LC_NUMERIC="C.UTF-8"
LC_TIME="C.UTF-8"
LC_COLLATE="C.UTF-8"
LC_MONETARY="C.UTF-8"
LC_MESSAGES="C.UTF-8"
LC_PAPER="C.UTF-8"
LC_NAME="C.UTF-8"
LC_ADDRESS="C.UTF-8"
LC_TELEPHONE="C.UTF-8"
LC_MEASUREMENT="C.UTF-8"
LC_IDENTIFICATION="C.UTF-8"
LC_ALL=C.UTF-8
# env LC_ALL=C.UTF-8 locale charmap
UTF-8
On Ubuntu 20.04:
# env LC_ALL=C.UTF-8 locale
LANG=
LANGUAGE=
LC_CTYPE="C.UTF-8"
LC_NUMERIC="C.UTF-8"
LC_TIME="C.UTF-8"
LC_COLLATE="C.UTF-8"
LC_MONETARY="C.UTF-8"
LC_MESSAGES="C.UTF-8"
LC_PAPER="C.UTF-8"
LC_NAME="C.UTF-8"
LC_ADDRESS="C.UTF-8"
LC_TELEPHONE="C.UTF-8"
LC_MEASUREMENT="C.UTF-8"
LC_IDENTIFICATION="C.UTF-8"
LC_ALL=C.UTF-8
# env LC_ALL=C.UTF-8 locale charmap
UTF-8
Which seems much more sensible.
Maybe the C.UTF-8 "locale" is not generated on the system you tested?

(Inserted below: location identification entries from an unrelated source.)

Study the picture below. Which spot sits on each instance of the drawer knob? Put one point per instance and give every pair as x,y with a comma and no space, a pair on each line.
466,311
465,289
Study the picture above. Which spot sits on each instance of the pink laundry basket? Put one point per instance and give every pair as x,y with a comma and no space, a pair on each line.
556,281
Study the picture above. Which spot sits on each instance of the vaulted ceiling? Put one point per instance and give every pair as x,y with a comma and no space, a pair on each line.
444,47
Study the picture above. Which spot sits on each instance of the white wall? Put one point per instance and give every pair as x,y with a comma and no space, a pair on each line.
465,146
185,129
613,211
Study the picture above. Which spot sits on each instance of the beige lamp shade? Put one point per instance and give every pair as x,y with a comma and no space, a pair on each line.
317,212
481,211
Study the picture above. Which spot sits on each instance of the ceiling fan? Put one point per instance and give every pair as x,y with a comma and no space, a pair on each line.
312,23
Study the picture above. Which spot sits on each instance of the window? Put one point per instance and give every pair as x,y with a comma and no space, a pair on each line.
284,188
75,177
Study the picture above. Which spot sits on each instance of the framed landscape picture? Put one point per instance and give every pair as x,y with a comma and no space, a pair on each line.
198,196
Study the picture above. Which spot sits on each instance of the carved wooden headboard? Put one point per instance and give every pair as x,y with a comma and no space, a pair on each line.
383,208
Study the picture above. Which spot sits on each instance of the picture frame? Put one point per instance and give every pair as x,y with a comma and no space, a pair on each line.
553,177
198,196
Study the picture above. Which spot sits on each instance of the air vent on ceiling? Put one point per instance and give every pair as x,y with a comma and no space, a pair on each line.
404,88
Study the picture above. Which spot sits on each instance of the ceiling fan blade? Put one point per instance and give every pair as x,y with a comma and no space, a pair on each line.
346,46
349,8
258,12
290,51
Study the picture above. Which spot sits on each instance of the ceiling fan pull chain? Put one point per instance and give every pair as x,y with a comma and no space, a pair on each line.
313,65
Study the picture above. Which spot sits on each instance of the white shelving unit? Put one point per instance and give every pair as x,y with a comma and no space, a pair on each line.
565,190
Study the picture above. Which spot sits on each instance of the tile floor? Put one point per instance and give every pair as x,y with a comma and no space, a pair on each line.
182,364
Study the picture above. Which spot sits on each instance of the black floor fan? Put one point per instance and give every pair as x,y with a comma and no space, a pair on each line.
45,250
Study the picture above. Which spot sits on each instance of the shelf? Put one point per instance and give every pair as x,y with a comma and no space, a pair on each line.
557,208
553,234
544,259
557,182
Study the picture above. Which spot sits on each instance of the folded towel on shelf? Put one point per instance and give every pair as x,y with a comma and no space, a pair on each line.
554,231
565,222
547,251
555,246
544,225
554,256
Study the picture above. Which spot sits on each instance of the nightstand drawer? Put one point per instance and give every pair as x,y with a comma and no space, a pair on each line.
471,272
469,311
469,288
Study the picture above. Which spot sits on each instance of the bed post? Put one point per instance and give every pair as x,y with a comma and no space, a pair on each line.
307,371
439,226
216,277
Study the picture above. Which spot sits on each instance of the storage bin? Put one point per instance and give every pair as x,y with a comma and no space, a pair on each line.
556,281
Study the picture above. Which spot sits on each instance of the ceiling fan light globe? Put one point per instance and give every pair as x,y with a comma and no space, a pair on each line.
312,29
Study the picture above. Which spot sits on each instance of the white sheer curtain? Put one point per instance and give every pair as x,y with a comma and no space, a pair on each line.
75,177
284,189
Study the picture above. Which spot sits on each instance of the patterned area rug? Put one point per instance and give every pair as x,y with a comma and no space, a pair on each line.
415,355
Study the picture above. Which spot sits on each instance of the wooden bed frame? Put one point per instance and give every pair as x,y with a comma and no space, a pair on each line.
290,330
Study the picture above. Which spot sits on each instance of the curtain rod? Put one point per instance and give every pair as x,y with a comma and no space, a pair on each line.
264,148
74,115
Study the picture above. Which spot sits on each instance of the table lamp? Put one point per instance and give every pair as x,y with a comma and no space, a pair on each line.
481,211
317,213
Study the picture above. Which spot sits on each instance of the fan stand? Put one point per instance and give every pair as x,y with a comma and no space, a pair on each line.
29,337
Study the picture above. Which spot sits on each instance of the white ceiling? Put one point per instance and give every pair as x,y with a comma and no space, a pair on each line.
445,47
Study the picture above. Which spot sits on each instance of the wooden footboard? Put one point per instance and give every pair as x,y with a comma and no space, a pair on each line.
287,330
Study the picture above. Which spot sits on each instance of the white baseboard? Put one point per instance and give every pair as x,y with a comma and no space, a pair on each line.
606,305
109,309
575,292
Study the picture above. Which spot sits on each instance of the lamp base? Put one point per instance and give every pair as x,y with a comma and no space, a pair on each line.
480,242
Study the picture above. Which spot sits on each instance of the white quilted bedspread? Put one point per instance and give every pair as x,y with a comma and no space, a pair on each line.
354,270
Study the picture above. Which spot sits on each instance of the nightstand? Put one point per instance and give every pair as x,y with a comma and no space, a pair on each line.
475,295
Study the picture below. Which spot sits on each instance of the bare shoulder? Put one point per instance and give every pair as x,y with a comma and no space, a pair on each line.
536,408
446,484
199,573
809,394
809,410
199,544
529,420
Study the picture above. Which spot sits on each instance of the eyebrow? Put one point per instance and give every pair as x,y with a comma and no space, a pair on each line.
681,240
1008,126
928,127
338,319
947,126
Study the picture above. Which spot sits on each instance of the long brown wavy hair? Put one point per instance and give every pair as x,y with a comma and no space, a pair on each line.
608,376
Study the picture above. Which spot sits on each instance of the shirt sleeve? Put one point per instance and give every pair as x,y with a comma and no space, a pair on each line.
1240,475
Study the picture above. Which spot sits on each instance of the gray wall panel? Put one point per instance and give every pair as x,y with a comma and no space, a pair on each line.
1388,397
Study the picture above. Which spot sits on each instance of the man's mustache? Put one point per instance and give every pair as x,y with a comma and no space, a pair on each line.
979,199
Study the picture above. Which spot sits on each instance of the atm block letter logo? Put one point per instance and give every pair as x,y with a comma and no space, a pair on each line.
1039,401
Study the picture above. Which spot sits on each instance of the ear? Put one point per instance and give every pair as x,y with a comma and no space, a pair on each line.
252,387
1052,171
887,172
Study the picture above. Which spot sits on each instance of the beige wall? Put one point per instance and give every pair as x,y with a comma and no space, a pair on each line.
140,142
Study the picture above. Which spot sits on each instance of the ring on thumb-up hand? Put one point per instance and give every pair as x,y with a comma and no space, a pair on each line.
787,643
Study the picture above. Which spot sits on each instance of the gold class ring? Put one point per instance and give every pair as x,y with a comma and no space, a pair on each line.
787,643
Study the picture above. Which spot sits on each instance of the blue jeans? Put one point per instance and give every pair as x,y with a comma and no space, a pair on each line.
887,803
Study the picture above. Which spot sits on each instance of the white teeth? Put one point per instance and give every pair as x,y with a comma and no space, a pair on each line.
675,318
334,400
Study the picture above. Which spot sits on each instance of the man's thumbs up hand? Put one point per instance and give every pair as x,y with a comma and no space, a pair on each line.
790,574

BTW I noticed C.UTF-8 is available in Debian & Ubuntu in Docker, but en_US.UTF-8
is not by default, it warns with:
locale: Cannot set LC_CTYPE to default locale: No such file or directory
locale: Cannot set LC_MESSAGES to default locale: No such file or directory
locale: Cannot set LC_ALL to default locale: No such file or directory
FWIW TruffleRuby has some docs on how to properly set a en_US.UTF-8
locale on various OS: https://github.com/oracle/truffleruby/blob/master/doc/user/utf8-locale.md (seems one of the most frequent issues when using Docker)
Updated by byroot (Jean Boussier) over 2 years ago
This sounds like a bug of the operating system.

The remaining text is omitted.